Friday, 29 November 2019

Unit 5: Introduction to Options


                                                Unit 5: Introduction to Options   

An option is a contract that gives the buyer the right, but not the obligation, to buy or sell an underlying asset at a specific price on or before a certain date.

An option, just like a stock or bond, is a security.

There are two basic types of options – call options and put options.

There are three main categories of options: European, American and Bermudan.

There are four types of participants in options markets namely, Buyers of calls, Sellers of calls, Buyers of puts and Sellers of puts.

The Options Clearing Corporation is the sole issuer of all options listed at the Chicago Board of Options Exchange (CBOE) and other U.S. options exchanges.

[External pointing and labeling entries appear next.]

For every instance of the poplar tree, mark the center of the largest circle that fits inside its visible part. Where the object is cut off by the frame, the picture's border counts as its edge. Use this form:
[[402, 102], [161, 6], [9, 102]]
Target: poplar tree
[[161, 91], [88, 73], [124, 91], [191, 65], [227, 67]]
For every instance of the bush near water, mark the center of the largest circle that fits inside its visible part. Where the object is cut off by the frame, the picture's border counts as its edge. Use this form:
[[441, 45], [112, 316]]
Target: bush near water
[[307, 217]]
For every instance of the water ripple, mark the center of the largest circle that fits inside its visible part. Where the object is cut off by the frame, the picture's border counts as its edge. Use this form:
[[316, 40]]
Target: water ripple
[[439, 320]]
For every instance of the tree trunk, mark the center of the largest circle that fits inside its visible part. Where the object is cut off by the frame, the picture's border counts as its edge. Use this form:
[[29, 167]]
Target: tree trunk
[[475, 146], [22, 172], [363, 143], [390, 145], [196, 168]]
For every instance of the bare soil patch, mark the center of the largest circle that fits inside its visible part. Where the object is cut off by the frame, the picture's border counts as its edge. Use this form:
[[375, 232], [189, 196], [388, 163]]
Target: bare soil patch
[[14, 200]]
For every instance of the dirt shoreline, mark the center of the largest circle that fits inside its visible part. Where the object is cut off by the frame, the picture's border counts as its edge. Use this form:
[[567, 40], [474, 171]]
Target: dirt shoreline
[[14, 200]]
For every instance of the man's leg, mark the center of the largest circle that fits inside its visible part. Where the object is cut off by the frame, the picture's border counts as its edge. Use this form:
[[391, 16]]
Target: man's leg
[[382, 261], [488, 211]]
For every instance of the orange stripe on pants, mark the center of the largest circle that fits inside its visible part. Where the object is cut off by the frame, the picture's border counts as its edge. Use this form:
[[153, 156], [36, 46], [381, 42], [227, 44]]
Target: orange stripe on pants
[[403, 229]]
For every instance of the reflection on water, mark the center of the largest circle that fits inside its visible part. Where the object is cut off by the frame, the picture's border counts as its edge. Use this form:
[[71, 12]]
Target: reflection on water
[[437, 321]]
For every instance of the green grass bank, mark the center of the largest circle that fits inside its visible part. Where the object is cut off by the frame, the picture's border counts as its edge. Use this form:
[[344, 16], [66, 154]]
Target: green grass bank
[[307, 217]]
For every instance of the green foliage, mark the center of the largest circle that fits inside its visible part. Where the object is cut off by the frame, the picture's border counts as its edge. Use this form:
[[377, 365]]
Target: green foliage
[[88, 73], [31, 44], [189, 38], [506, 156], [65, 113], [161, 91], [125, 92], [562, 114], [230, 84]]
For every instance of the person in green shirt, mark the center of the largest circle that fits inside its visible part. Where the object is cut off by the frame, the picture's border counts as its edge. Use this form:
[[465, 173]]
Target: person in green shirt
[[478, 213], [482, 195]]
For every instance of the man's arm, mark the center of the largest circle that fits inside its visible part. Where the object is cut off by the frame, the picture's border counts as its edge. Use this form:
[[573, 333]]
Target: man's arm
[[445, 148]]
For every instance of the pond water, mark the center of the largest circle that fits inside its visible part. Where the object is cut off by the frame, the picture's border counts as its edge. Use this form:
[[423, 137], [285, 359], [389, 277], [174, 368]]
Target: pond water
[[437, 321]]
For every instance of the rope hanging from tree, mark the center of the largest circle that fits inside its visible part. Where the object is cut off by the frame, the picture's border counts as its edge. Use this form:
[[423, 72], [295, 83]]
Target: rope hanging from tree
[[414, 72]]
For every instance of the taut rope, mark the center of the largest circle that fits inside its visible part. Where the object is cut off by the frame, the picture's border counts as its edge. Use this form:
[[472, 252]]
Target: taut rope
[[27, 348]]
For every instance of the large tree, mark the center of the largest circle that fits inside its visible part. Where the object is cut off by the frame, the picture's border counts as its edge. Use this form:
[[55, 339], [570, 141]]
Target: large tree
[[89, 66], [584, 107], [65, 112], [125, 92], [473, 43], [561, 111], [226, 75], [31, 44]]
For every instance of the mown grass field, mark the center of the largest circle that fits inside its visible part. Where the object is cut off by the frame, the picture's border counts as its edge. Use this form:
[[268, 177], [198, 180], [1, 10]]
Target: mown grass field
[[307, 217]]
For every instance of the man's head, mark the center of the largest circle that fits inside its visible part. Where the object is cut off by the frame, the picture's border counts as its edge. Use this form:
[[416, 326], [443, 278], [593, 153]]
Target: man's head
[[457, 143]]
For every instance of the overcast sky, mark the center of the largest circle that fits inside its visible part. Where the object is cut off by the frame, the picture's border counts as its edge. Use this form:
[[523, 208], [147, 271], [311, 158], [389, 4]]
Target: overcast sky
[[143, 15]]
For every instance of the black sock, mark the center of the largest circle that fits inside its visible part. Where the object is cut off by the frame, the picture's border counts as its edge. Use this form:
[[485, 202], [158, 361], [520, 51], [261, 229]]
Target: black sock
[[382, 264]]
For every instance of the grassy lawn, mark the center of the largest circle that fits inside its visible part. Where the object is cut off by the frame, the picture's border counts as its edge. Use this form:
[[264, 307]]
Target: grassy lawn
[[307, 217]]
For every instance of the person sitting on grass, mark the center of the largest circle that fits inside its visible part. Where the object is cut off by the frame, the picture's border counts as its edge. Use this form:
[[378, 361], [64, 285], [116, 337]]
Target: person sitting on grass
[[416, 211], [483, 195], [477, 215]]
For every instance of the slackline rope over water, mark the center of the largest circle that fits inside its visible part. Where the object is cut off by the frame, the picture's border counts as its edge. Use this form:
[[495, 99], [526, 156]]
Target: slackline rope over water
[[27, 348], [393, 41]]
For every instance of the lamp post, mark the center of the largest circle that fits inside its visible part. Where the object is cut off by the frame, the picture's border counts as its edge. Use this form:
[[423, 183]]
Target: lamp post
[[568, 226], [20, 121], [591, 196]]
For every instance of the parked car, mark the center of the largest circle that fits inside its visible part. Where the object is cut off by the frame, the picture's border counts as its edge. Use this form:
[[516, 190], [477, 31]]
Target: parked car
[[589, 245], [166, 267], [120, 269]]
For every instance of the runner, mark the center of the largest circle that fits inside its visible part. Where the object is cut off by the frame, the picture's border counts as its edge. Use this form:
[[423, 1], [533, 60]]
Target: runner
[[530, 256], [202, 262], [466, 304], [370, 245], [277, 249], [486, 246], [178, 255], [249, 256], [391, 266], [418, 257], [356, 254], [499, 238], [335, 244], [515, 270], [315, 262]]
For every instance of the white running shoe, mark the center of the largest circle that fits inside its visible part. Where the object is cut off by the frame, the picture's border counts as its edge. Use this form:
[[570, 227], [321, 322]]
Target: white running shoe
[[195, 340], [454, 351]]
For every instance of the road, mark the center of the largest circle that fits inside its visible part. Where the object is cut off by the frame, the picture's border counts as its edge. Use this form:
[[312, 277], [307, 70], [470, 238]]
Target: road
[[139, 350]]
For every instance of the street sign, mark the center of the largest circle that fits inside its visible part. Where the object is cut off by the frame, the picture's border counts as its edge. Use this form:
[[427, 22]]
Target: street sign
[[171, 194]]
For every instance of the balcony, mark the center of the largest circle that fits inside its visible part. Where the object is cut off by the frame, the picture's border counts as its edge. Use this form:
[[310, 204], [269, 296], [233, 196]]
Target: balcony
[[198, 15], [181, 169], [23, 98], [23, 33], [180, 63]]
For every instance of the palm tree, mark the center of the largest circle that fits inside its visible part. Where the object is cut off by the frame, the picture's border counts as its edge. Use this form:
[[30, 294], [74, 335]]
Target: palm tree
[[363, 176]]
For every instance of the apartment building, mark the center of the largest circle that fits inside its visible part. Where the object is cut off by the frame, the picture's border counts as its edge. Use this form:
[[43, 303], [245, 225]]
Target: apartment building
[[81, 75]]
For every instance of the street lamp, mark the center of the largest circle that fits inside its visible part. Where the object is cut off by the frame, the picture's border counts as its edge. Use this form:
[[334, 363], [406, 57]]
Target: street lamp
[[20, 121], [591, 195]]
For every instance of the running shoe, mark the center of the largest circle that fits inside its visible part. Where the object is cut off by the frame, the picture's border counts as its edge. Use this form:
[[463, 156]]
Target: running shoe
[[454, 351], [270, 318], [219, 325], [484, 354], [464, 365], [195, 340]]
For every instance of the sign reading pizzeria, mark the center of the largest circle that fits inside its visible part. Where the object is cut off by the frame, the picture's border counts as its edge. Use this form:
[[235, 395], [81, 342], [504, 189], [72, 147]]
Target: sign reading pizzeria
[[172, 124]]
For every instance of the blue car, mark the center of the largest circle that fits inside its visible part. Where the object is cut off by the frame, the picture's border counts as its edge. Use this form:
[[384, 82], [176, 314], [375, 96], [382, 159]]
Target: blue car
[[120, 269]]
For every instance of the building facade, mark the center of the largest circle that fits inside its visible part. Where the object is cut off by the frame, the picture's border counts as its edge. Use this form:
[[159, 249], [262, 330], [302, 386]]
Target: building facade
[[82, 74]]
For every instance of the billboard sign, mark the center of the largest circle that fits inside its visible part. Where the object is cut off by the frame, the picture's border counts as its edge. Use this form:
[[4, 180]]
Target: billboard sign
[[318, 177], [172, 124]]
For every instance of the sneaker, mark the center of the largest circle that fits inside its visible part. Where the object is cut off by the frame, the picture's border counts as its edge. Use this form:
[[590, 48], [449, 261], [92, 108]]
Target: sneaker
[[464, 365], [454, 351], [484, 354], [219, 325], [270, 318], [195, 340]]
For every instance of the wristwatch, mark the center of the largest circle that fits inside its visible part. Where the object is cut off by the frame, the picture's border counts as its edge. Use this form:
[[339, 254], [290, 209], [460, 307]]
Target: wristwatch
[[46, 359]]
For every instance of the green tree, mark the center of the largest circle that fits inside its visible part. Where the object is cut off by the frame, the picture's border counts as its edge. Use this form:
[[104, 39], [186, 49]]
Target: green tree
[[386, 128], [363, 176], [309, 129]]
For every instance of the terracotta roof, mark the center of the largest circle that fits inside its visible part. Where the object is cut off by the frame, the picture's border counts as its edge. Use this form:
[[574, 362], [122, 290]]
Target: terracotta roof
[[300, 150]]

In India, NSE has an associated clearing house attached to it for futures and options trading.

Some of the important terms used in option trading are: Option Class, Option price, Strike Price, Expiration date and others.

There are three positions in an option – In-the-money; At-the-money; and Out-of-themoney.

The option premium can be broken down into two components – intrinsic value and time value.

Index derivatives are derivative contracts which derive their value from an underlying index.

The two most popular index derivatives are index futures and index options.

Index derivatives are a powerful tool for risk management for anyone who has portfolios composed of positions in equity.

American Options: American options are options that can be exercised at any time up to the expiration date.

Most exchange-traded options are American.

At-the-money option: An at-the-money (ATM) option is an option that would lead to zero cash flow if it were exercised immediately.

Call option: A call option gives the holder the right but not the obligation to buy an asset by a certain date for a certain price.